The latest row followed a consultation on people’s rights to access information held by public bodies which ran from late last year until March.

It asked 31 questions about the agility of the current regime, developments in technology such as WhatsApp messages, and ensuring FoI law remained fit for purposes.

Campaigners had called for FoI law to be extended to a range of new bodies paid to provide public services, including private and third sector care services.

Publishing the Government’s response to the exercise, parliamentary business minister George Adam said there were no plans for new primary legislation to widen the scope of FoI.

However he said he was “open” to changes at some unspecified point in future.

He said: “Scotland already has rigorous FoI legislation to ensure accountability around decision making processes. It provides robust rights for requesters to be provided with information held by public authorities, balanced against the need for proportionality and the protection of sensitive information.

“Areas for improvement were highlighted in the consultation responses and we will consider how existing provisions can be used to ensure FoI rules are up-to-date and working effectively. That will include looking at how FoI applies to services delivered in partnership with third sector and private sector providers.”

The minister said extending current rules to include the sector would be “consistent” with the new National Care Service Bill which is currently making its way through Holyrood.

“However, we recognise the acute pressures in parts of the sector, which is why we will fully consult all partners after the bill has been passed before any changes are made,” he added.

Scottish Labour MSP Katy Clark, who wants FoI to cover all bodies providing public services, accused the Government of trying to “kick the can down the road yet again”.

She said: “There’s no commitment to private or third sector designation, just a vague commitment to a consultation on the care sector and only after the passage of a National Care Service that has itself been delayed.

“This is weak, timid and far from what the public are calling for. It’s utterly undemocratic that so many publicly-funded organisations evade scrutiny because of their ownership.”

She said her member’s bill on the issue would “close these loopholes, introduce a statutory duty for bodies to proactively publish information, and make FoI fit for the modern day”.

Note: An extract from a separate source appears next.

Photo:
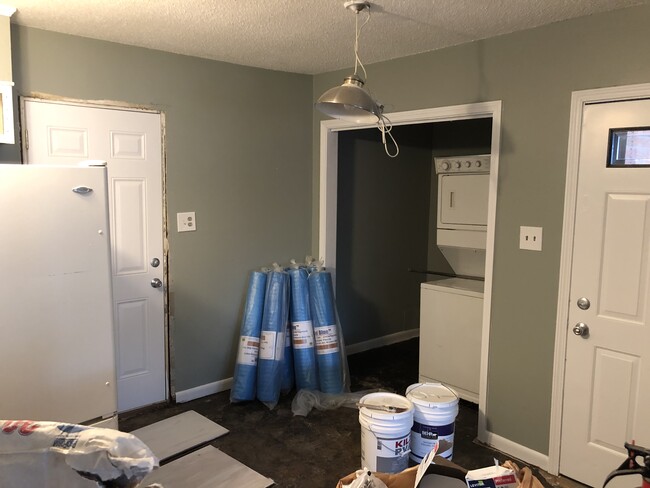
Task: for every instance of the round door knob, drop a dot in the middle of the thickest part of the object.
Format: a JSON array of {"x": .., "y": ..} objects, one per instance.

Scottish Liberal Democrat MSP Liam McArthur added: “This SNP Government is wedded to secrecy. Meaningful reform is being stopped dead in its tracks because ministers don’t want to close the loopholes they have been using to dodge scrutiny.

“Nobody will be fooled by the promise of further reviews and consultations designed to kick transparency into the long grass. Freedom of information legislation was ground-breaking when Scottish Liberal Democrats first introduced it 20 years ago. What was supposed to be the beginning has been steadily unpicked by a shameless SNP Government.”